BRACK: Gwinnett school bus system is 3rd largest in the nation

By Elliott Brack, editor and publisher  |   Each school day, over 1,600 Gwinnett School buses transport 130,000 students twice a day. The Gwinnett system is the third largest transporter of students in the country.  Their daily trip total is like driving 30 round trips to Los Angeles each day.

15.elliottbrackDanny Jardine, chief operations officer, adds another way to look at it: “Like driving to the moon and back every four days.”

This year as the 1,655 drivers gathered before school started at Hebron Baptist Church for a State Department of Education mandated driver seminar, two drivers were surprised, when they were chosen from among the many drivers who had no accidents last year.  Each was to receive a new school bus to drive. In effect, Gwinnett school bus drivers are safe drivers. Usually 96 percent of the bus drivers complete the school year without an accident.

Allen

Allen

One of these drivers who got a new bus is Sonya Allen, who drives a special education bus to Ferguson Elementary and Berkmar High Schools, making two round trips daily. The other is Julie Radford, who makes three round trips a day in the Grayson area, hauling students of Starling Elementary, Couch Middle, and Grayson High Schools.

Soon after getting her new bus, however, Sonya Allen was T-boned by a driver who was “flying down Carter Drive as I approached Berkmar High on Pleasant Hill Road and ran right into the side of my bus full speed,” she says. She had five kids on the bus, “but they were higher on the bus than his car was and the kids weren’t hurt. That’s the first thing I  thought about.”  The other driver was charged in the incident.

Allen, who lives in Stone Mountain since she was small, is originally from Toombs County, has been driving a bus for 10 years. “It was my first accident. I’ve never caused one.” She likes driving, and enjoys the parents of the kids she drives. Each day she leaves her home about 5 a.m. and finishes about 8:30 a.m.
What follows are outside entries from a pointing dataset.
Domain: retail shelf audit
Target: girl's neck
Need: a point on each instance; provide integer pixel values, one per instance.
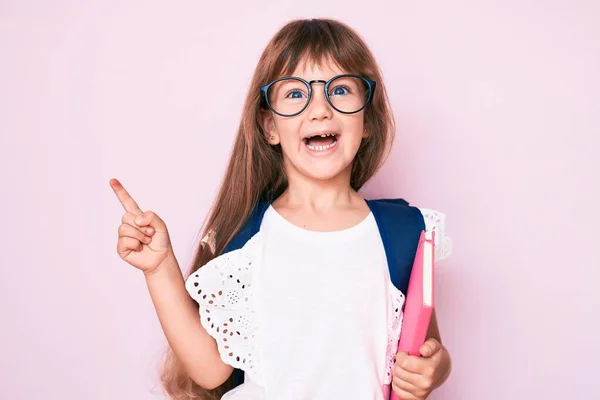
(305, 192)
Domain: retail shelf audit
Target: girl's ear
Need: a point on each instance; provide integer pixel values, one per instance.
(268, 125)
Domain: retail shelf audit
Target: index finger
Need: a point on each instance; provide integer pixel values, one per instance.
(125, 198)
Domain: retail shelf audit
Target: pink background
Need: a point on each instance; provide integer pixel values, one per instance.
(497, 105)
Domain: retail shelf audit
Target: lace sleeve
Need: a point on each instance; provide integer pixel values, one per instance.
(223, 290)
(435, 220)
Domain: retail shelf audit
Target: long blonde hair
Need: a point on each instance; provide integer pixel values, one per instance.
(255, 170)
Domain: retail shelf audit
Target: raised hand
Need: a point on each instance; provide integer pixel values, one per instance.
(143, 237)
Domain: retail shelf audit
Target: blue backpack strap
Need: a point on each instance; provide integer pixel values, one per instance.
(400, 226)
(249, 229)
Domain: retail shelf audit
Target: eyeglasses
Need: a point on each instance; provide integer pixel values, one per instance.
(289, 96)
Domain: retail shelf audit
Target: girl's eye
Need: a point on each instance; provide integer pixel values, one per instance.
(295, 94)
(340, 90)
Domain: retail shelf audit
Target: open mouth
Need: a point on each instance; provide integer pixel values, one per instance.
(321, 142)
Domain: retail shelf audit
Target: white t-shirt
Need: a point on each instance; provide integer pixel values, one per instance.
(306, 314)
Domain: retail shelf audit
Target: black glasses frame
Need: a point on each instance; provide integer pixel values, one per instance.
(265, 89)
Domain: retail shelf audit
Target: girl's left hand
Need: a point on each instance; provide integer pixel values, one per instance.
(416, 377)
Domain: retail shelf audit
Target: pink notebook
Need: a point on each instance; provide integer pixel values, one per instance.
(419, 299)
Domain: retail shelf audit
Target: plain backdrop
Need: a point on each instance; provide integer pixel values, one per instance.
(497, 106)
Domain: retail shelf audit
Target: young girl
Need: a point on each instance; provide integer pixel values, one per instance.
(294, 297)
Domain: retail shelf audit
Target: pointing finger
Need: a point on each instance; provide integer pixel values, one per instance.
(125, 198)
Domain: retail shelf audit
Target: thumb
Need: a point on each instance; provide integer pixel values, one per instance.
(430, 347)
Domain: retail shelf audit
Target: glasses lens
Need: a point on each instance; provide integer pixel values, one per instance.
(348, 93)
(288, 96)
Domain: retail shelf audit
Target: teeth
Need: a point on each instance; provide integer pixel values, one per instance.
(321, 148)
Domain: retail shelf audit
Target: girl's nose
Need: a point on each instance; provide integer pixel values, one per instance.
(319, 108)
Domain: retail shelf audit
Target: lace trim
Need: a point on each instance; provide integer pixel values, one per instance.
(435, 221)
(395, 316)
(223, 290)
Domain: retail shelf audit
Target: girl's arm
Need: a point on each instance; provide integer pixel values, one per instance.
(180, 321)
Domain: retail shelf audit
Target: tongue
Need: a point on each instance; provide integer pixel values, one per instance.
(320, 141)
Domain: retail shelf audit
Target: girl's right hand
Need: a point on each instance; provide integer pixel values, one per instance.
(143, 237)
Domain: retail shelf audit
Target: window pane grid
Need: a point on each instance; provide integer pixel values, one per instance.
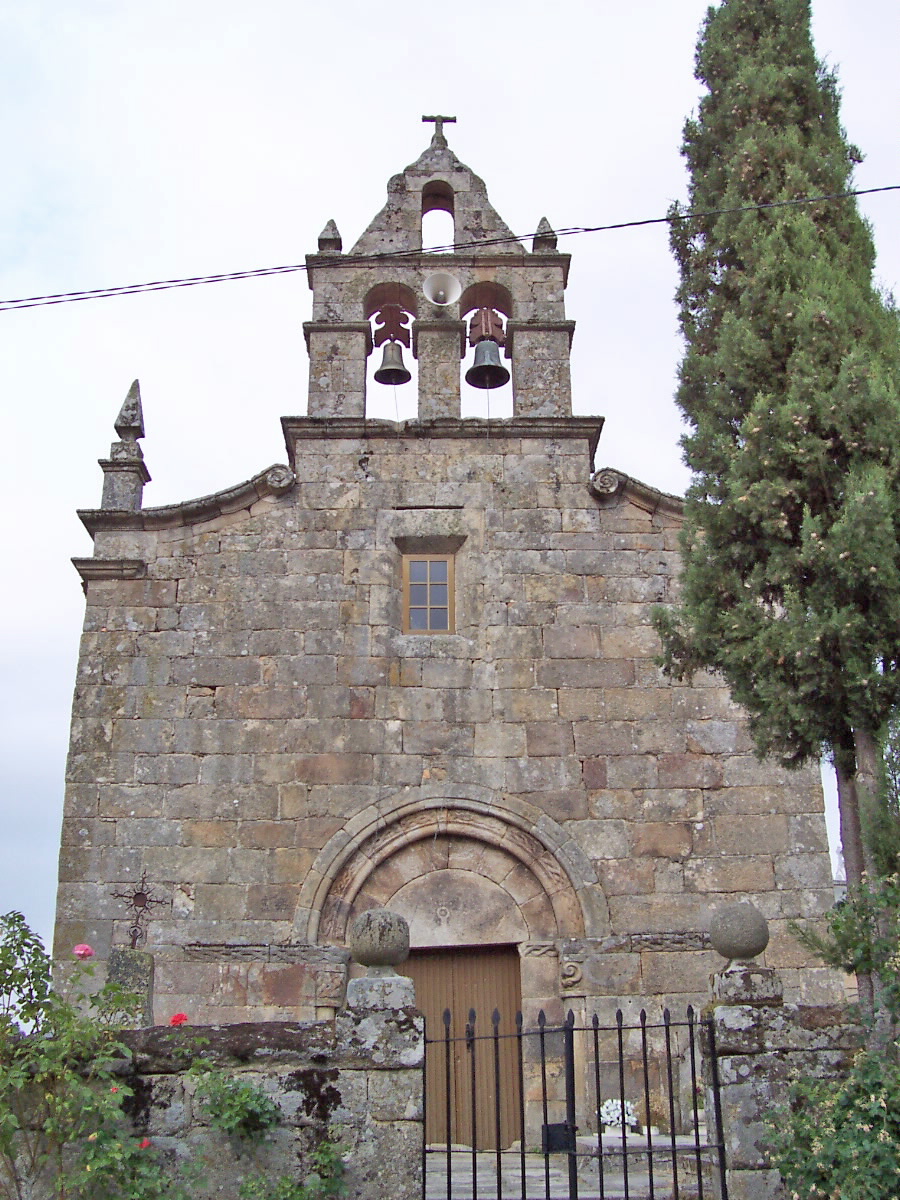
(429, 595)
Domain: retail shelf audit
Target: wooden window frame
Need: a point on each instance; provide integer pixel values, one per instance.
(430, 557)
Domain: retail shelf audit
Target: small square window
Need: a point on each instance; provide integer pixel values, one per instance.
(427, 593)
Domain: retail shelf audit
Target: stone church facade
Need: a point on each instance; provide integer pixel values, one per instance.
(414, 667)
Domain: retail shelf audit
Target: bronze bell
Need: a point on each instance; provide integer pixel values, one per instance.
(391, 369)
(487, 371)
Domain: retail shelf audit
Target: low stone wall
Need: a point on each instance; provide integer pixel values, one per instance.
(763, 1045)
(355, 1079)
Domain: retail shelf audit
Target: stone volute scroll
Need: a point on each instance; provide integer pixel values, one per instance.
(379, 941)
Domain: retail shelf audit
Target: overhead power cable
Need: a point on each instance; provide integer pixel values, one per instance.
(400, 255)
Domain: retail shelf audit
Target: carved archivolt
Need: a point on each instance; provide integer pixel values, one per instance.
(514, 857)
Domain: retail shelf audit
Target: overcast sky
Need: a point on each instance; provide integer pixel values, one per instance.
(187, 137)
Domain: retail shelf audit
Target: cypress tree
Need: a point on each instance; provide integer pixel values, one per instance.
(791, 390)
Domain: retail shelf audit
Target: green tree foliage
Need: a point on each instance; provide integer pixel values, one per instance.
(791, 389)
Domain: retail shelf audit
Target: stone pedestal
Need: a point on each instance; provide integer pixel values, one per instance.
(378, 941)
(762, 1044)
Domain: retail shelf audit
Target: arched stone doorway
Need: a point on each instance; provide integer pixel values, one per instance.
(489, 888)
(465, 870)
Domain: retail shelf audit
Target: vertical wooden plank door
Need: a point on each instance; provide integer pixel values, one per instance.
(484, 979)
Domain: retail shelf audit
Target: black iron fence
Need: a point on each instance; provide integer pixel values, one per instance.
(568, 1111)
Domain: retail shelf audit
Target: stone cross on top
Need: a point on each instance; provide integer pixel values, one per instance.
(438, 136)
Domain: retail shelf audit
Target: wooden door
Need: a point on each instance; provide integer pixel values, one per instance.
(484, 979)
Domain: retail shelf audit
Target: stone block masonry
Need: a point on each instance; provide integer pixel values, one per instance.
(259, 727)
(253, 729)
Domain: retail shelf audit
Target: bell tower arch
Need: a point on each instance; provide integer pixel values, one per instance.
(528, 328)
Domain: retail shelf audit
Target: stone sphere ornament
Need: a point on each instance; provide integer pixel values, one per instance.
(738, 931)
(379, 939)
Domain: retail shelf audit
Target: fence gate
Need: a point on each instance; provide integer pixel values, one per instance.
(573, 1111)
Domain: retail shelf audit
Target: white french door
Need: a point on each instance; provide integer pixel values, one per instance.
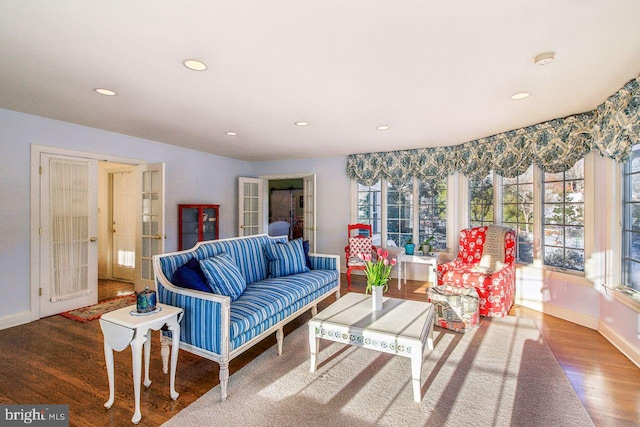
(251, 214)
(309, 216)
(68, 233)
(123, 225)
(150, 222)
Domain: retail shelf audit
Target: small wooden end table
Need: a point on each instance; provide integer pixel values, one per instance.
(121, 329)
(403, 328)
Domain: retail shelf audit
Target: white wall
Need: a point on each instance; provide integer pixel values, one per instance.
(191, 176)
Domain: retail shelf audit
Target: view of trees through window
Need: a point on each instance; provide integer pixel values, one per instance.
(370, 209)
(400, 213)
(433, 212)
(517, 212)
(563, 218)
(631, 221)
(481, 201)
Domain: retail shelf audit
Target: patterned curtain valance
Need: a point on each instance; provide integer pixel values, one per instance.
(554, 146)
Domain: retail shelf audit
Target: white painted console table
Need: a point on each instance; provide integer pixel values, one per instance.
(403, 259)
(403, 328)
(121, 329)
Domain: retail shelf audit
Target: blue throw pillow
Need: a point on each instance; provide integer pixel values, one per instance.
(307, 260)
(187, 277)
(223, 276)
(286, 258)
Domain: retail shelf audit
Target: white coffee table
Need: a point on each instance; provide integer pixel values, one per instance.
(122, 329)
(403, 259)
(403, 328)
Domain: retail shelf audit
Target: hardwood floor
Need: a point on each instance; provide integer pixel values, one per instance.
(58, 361)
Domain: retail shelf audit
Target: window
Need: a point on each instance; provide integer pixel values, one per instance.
(481, 201)
(394, 204)
(517, 212)
(432, 213)
(631, 221)
(563, 220)
(369, 209)
(400, 213)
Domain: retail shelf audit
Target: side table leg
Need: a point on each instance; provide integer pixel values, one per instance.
(279, 339)
(136, 356)
(147, 356)
(108, 356)
(416, 373)
(174, 327)
(224, 380)
(313, 347)
(164, 351)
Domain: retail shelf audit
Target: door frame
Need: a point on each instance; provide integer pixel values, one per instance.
(36, 152)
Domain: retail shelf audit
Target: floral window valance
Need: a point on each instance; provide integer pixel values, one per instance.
(554, 146)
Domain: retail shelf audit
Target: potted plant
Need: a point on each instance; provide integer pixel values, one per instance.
(426, 247)
(378, 273)
(409, 247)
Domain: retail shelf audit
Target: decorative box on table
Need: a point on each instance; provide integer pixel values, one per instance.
(455, 308)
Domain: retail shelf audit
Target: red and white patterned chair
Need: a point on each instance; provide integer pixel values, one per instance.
(486, 261)
(360, 236)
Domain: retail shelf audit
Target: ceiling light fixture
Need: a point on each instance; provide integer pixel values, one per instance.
(106, 92)
(544, 58)
(520, 95)
(194, 64)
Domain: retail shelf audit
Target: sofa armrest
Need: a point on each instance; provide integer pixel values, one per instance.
(206, 320)
(324, 262)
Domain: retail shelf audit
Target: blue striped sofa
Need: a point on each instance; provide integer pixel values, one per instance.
(218, 329)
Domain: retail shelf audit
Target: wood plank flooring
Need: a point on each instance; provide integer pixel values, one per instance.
(57, 360)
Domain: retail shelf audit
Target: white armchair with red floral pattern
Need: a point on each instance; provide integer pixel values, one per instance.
(486, 261)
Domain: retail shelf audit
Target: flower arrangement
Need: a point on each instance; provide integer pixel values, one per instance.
(378, 272)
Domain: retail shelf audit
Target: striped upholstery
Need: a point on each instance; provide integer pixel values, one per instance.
(223, 276)
(248, 254)
(265, 303)
(286, 258)
(212, 326)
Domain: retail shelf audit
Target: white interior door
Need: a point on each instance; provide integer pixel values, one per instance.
(309, 216)
(150, 222)
(68, 233)
(123, 228)
(250, 209)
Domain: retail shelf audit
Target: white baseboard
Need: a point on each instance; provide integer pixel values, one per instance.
(562, 313)
(618, 342)
(15, 319)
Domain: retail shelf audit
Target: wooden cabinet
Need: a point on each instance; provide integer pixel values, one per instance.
(196, 223)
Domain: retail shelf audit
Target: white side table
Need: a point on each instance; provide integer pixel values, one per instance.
(402, 260)
(121, 329)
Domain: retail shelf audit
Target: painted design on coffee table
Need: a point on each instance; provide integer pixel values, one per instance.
(354, 339)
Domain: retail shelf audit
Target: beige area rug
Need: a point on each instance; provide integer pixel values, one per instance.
(498, 374)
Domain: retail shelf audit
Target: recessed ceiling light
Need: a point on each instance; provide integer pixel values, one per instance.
(520, 95)
(107, 92)
(544, 58)
(194, 64)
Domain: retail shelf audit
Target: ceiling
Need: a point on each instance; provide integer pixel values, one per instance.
(437, 73)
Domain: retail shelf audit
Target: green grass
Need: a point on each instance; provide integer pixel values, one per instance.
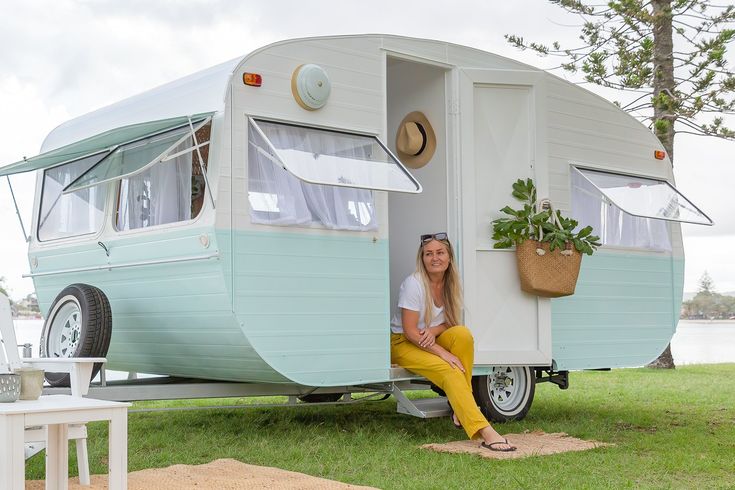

She returns to pick up the elementary kids at 1:50 p.m., and finishes her driving about 4:15 p.m. “This work gives me time to do some things in the middle of the day.  Sometimes I take a nap at home.”

Radford

Radford

Ironically, though promised, Julie Radford hasn’t seen a new bus yet. Officials say her new bus is expected here “soon.” Radford is originally from St. Louis, Mo. She and her husband live between Lawrenceville and Grayson. She was told by a neighbor about a job driving a bus route. “I like the flexibility of it. And I can be with my daughters, Emily and Ava, all the time before I drop them off at school, instead of having them in day care. We leave just before 6 a.m., and I’m done about 9:20 a.m. Then I go back to driving at 1:30 p.m., and home about 5:20 p.m.

Radford drives defensively. “My eyes are always looking everywhere to try and predict what drivers might do. One guy would have T-boned me the other day on Pinehurst Road, for he was going too fast, and though it was my turn to go, I didn’t. He ran right in front of me. You have to drive defensively all the time.”

Congratulations not only to Sonya Allen and Julie Radford, but to all those drivers who safely look after Gwinnett students on their routes each day.